Credo proprio di poter rispondere Bootsy Thornton.

E del suo coach di allora, Pino Sacripanti, che pensa?

È stato un bravo allenatore, lo ricordo sempre con piacere.

La famiglia Corrado cos’ha rappresentato per lei?

È stata senza dubbio un punto di riferimento negli anni in cui ho vissuto a Cantù.

C’è una partita, in particolare, che ricorda con più piacere?

La Supercoppa vinta a Treviso.

È stata più grande più la gioia per aver sollevato quella Supercoppa o l’amarezza di aver perso gara-5 di una semifinale scudetto?

L’amarezza di quella sconfitta alla “bella” a Bologna con la Fortitudo. Sono sempre stato uno a cui vincere importava più di qualsiasi altra cosa.

Si è ritrovato in seguito con Siena ad avere Cantù spesso quale principale avversaria per lo scudetto e i vari trofei. Giocava bene quella Cantù, vero?

Giocava bene.

Giocava anche meglio di quella di cui aveva fatto parte?

Non credo. La “mia” Cantù era uno spettacolo oltre che forte.
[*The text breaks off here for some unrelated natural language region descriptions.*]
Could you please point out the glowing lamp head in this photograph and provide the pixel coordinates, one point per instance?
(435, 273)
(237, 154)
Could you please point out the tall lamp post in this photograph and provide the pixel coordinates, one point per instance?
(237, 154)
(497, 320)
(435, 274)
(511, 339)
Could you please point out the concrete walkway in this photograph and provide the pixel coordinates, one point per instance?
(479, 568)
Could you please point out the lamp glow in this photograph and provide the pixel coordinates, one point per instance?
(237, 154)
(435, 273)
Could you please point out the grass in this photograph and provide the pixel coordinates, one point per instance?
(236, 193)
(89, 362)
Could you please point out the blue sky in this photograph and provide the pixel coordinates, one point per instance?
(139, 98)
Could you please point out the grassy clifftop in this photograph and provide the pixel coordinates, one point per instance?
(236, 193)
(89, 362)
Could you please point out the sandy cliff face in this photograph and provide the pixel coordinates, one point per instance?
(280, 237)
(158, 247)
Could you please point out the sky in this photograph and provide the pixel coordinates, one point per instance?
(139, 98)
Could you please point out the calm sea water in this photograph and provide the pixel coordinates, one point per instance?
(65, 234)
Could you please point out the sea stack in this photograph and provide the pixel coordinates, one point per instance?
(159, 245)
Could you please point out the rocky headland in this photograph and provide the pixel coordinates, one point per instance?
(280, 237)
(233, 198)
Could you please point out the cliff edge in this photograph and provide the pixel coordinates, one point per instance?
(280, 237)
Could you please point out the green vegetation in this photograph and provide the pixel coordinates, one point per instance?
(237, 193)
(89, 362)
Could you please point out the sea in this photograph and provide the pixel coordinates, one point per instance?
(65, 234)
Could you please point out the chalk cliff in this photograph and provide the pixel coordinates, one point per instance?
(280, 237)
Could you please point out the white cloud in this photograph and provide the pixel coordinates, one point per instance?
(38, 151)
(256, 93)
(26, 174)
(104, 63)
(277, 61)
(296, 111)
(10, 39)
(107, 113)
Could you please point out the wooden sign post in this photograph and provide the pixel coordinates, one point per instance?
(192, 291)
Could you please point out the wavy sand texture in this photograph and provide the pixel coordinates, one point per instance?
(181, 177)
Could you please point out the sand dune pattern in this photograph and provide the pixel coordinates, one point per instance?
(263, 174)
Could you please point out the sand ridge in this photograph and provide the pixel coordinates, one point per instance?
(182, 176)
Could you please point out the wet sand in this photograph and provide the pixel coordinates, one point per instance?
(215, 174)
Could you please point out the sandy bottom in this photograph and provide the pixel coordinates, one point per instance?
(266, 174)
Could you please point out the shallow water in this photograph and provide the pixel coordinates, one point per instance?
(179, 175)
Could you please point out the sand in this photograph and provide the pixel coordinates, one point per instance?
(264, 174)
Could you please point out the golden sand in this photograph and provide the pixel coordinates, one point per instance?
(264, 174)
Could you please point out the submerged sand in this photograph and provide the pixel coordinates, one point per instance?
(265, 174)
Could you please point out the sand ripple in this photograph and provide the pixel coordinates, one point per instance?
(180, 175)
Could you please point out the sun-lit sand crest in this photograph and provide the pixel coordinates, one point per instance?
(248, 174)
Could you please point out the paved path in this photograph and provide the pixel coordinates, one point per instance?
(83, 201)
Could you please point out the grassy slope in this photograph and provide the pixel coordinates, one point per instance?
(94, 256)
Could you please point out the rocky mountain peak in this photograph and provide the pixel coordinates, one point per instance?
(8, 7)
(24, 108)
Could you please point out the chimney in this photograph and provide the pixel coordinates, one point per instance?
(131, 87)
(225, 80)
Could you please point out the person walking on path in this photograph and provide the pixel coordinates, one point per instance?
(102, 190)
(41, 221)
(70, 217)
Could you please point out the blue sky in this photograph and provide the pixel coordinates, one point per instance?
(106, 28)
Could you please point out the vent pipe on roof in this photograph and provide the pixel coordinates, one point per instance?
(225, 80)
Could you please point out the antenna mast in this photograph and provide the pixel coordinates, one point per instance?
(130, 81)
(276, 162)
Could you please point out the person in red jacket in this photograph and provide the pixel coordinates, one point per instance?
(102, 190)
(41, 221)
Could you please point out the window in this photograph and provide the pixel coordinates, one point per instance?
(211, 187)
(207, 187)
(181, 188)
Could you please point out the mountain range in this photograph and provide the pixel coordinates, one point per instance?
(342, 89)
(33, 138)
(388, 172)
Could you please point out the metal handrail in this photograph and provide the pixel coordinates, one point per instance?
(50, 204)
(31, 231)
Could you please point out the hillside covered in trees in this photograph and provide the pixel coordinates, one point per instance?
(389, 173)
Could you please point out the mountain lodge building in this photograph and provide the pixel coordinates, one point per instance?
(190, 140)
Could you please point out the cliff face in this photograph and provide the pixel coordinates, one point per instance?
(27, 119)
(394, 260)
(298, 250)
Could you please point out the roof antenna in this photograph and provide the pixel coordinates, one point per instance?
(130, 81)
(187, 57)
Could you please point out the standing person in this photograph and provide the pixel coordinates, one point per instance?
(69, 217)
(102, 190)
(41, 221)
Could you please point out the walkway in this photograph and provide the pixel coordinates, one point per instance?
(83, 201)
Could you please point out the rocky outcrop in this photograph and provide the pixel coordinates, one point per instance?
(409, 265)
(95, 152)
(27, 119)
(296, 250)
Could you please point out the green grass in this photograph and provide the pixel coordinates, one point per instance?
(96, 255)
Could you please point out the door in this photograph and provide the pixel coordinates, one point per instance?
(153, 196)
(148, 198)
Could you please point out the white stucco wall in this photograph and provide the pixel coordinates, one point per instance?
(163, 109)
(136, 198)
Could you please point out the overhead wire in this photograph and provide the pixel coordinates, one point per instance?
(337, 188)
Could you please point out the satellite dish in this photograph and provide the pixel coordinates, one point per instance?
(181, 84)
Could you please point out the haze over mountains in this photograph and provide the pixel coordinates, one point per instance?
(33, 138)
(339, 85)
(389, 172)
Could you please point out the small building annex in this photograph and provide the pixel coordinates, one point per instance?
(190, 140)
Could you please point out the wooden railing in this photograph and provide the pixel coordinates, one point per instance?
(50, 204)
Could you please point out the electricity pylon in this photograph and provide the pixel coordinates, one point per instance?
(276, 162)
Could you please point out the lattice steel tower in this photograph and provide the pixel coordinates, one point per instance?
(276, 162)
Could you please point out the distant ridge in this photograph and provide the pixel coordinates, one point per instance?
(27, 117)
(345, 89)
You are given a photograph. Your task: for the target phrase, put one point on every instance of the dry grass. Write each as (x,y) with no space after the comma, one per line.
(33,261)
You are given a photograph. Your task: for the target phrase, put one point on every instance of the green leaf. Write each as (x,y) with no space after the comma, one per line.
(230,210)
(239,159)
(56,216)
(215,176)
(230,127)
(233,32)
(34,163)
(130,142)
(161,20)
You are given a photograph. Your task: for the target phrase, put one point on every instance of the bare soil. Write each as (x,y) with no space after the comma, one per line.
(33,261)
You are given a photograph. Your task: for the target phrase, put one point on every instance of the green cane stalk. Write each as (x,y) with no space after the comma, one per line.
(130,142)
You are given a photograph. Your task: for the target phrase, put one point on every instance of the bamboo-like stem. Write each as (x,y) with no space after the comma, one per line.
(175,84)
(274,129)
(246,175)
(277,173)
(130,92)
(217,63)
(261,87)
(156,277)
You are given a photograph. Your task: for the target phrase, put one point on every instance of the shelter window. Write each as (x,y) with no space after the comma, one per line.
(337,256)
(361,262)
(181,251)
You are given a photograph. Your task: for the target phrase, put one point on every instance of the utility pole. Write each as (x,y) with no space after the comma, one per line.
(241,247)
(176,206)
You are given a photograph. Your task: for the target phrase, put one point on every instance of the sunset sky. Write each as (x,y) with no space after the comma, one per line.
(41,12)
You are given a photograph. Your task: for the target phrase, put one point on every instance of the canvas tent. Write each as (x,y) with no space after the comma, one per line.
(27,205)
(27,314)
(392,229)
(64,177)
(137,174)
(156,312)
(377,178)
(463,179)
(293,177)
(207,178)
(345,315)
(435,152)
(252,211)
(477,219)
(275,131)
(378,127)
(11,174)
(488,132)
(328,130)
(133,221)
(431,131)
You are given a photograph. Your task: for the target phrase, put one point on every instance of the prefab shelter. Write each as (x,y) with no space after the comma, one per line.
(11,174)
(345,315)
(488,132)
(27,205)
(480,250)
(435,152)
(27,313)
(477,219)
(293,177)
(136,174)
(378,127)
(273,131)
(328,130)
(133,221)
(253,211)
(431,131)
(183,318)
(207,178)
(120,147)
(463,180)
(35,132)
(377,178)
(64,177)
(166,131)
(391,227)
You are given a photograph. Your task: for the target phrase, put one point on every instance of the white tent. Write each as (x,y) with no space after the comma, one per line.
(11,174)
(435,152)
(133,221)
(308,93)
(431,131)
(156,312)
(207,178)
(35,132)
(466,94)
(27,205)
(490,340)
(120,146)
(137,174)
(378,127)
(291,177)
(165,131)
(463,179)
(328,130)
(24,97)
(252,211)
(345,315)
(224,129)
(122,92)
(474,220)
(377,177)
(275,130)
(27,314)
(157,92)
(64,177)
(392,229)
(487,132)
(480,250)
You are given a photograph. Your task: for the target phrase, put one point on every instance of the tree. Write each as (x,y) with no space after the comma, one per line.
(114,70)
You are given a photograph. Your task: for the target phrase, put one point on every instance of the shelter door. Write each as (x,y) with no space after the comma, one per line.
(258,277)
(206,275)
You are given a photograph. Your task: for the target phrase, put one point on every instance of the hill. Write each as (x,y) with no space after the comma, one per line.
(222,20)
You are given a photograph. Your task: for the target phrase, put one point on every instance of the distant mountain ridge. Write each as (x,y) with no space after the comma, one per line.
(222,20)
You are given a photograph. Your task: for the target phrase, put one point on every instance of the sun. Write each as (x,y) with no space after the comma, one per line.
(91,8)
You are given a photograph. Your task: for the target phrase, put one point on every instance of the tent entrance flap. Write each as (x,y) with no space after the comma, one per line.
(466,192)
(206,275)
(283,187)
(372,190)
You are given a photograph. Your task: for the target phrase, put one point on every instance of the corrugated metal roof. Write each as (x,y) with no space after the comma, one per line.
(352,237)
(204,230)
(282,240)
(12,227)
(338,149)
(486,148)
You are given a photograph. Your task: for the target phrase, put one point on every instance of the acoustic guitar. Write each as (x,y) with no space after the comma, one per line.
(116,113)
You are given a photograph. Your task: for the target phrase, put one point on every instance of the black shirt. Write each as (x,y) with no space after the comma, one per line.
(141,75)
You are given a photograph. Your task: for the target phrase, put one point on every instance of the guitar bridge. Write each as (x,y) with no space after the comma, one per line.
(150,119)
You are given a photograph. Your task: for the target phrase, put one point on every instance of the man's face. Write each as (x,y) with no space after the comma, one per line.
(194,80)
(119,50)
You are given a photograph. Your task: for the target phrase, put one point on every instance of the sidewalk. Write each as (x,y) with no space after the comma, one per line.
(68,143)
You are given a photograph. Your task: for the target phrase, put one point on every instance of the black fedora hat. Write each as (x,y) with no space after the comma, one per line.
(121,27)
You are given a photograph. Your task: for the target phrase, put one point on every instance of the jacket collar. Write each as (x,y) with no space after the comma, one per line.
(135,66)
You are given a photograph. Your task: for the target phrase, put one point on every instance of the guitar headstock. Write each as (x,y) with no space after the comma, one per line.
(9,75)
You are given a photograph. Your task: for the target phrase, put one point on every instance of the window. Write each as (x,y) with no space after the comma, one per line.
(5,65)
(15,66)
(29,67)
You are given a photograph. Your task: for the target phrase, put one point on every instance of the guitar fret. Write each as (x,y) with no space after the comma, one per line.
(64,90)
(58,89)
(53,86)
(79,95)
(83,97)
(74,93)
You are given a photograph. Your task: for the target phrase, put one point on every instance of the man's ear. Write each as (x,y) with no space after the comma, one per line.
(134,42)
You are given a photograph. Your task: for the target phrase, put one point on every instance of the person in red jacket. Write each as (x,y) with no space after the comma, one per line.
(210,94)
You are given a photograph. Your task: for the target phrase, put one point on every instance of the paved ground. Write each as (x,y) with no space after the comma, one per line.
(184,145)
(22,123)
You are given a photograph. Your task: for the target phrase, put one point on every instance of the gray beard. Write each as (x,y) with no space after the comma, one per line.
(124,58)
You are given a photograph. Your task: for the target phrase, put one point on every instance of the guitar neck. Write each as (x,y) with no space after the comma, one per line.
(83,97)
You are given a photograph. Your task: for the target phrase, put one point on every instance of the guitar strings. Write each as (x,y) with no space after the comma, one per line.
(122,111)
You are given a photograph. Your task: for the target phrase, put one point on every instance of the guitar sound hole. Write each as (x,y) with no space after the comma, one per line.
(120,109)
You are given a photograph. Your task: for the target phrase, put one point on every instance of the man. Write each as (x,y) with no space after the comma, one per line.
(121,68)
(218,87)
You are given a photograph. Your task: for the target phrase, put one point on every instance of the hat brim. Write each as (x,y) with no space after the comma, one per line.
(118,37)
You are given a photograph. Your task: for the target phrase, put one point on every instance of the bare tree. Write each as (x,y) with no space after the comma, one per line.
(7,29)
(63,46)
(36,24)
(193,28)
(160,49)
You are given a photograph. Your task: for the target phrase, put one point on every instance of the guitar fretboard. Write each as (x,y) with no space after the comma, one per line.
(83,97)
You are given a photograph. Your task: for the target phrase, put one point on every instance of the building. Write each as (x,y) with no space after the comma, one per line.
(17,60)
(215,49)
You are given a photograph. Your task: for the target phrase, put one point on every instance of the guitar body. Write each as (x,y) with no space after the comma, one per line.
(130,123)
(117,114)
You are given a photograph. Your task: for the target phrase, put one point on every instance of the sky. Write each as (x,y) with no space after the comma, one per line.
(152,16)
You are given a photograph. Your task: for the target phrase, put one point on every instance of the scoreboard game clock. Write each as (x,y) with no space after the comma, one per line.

Ci ricorda la sua infanzia travagliata?

Sono stato adottato a nove mesi, da Hank e Janet. Papà è ingegnere, mamma lavora nei Servizi Sociali e si occupa proprio di bambini. Ho una sorella, Amy, che è figlia biologica dei miei. Prima di incontrare loro, stavo in istituto.

Torniamo al presente: ha iniziato a perdere qualche capello…?

Si, credo sia normale!

A proposito, li ha pettinati qualche volta in vita sua?

Più spesso di quanto ci si immagini.

C’è qualcosa che le manca dell’Italia ora che è tornato definitivamente negli Usa?

Come accennavo, torno qui tutti gli anni a trovare la famiglia di Manu quindi direi di no. Ho l’opportunità di stare con i suoi familiari e con gli amici comuni oltre che di mangiare tante pietanze gustose che in Usa neppure ci sogniamo.